Клервилль читал Достоевского и прежде, до войны: в том кругу, в котором он жил, это с некоторых пор было обязательно. Он и выполнил долг, как раньше, в школе, прочел Шекспира: с тем, чтобы навсегда отделаться и запомнить наиболее знаменитые фразы. К жизни Клервилля Достоевский никакого отношения иметь не мог. Многое в его книгах было непонятно Клервиллю; кое-что казалось ему невозможным и неприличным. Национальный английский писатель не избрал бы героем убийцу, героиней проститутку; студент Оксфордского университета не мог бы убить старуху-процентщицу, да еще ради нескольких фунтов стерлингов. Клервилль был умен, получил хорошее образование, немало видел на своем веку и знал, что жизнь не совсем такова, какою она описана в любимых английских книгах. Но все же для него убийцы и грабители составляли достояние «детективных» романов, — там он их принимал охотно. Достоевский защищал дело униженных и оскорбленных, — Клервилль искренно этому сочувствовал и не видел в этом особенности русского писателя: такова была традиция Диккенса. Сам Клервилль, кроме профессиональной своей работы, кроме увлечения спортом и искусством, интересовался общественными вопросами и даже специально изучал дело внешкольного образования. Он понимал, что можно быть недовольным консервативной партией, можно ставить себе целью переход власти к партии либеральной или даже социалистической. Но знаменитая страница о джентльмене с насмешливой физиономией, который, по установлении всеобщего счастья на земле, вдруг ни с того, ни с сего разрушит хрустальный дворец, столкнет разом к черту все земное благополучие единственно с той целью, чтобы опять пожить по своей воле, — страница эта была ему непонятна: он чувствовал вдобавок, что Достоевский, ужасаясь и возмущаясь, вместе с тем в душе чуть-чуть гордится широтой натуры джентльмена с насмешливой физиономией. Клервилль искренно восторгался «Легендой о великом инквизиторе», мог бы назвать в английской, во французской литературе книги, до некоторой степени предвосхищающие идею легенды. Однако, его коробило и даже оскорбляло, что высокие философские и религиозные мысли высказывались в каком-то кабаке, странным человеком — не то отцеубийцей, не то подстрекателем к убийству… Это чтение досталось Клервиллю нелегко и он был искренно рад, когда со спокойной совестью, с надлежащей долей восхищения отложил в сторону обяозательные книги Достоевского.

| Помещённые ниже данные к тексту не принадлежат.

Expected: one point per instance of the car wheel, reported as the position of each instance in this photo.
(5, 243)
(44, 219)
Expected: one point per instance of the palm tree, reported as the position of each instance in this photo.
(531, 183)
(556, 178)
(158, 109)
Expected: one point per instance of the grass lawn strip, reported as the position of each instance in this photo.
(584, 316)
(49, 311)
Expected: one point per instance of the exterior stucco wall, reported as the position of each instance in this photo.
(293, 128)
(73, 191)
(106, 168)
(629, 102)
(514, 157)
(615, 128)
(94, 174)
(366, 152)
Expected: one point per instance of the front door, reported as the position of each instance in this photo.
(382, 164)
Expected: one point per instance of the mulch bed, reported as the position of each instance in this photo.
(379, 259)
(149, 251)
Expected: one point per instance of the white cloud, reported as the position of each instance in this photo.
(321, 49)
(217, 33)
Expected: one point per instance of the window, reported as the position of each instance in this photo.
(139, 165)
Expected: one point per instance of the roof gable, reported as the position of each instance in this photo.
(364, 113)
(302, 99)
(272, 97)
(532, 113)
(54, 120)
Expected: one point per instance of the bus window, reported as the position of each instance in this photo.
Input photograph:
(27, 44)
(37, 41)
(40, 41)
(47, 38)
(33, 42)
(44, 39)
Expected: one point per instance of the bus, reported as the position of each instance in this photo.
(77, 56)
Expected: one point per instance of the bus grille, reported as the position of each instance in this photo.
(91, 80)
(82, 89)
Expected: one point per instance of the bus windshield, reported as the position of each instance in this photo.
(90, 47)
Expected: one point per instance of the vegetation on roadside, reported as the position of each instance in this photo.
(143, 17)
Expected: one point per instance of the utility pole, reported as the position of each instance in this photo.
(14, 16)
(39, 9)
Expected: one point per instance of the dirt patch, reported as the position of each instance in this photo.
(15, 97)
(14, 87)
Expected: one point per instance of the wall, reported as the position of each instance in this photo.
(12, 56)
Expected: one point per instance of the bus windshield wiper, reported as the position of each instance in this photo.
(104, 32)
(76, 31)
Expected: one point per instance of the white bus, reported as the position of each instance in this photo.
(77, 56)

Но это было давно. С тех пор все изменилось: и он, и мир. Достоевский был любимым писателем Муси. Она сказала об этом Клервиллю и постаралась вспомнить несколько мыслей, которые от кого-то слышала о «Братьях Карамазовых». Клервилль немедленно погрузился в книги ее любимого писателя. Ему стало ясно, что он прежде ничего в них не понимал. Только теперь через Мусю он по-настоящему понял Достоевского. Он искал и находил в ней сходство с самыми необыкновенными героинями «Братьев Карамазовых», «Идиота», «Бесов», мысленно примерял к ней те поступки, которые совершали эти героини. В более трезвые свои минуты Клервилль понимал, что в Мусе так же не было Грушеньки или Настасьи Филипповны, как не было ничего от Достоевского в ее среде, в ее родителях. Однако трезвых минут у Клервилля становилось все меньше.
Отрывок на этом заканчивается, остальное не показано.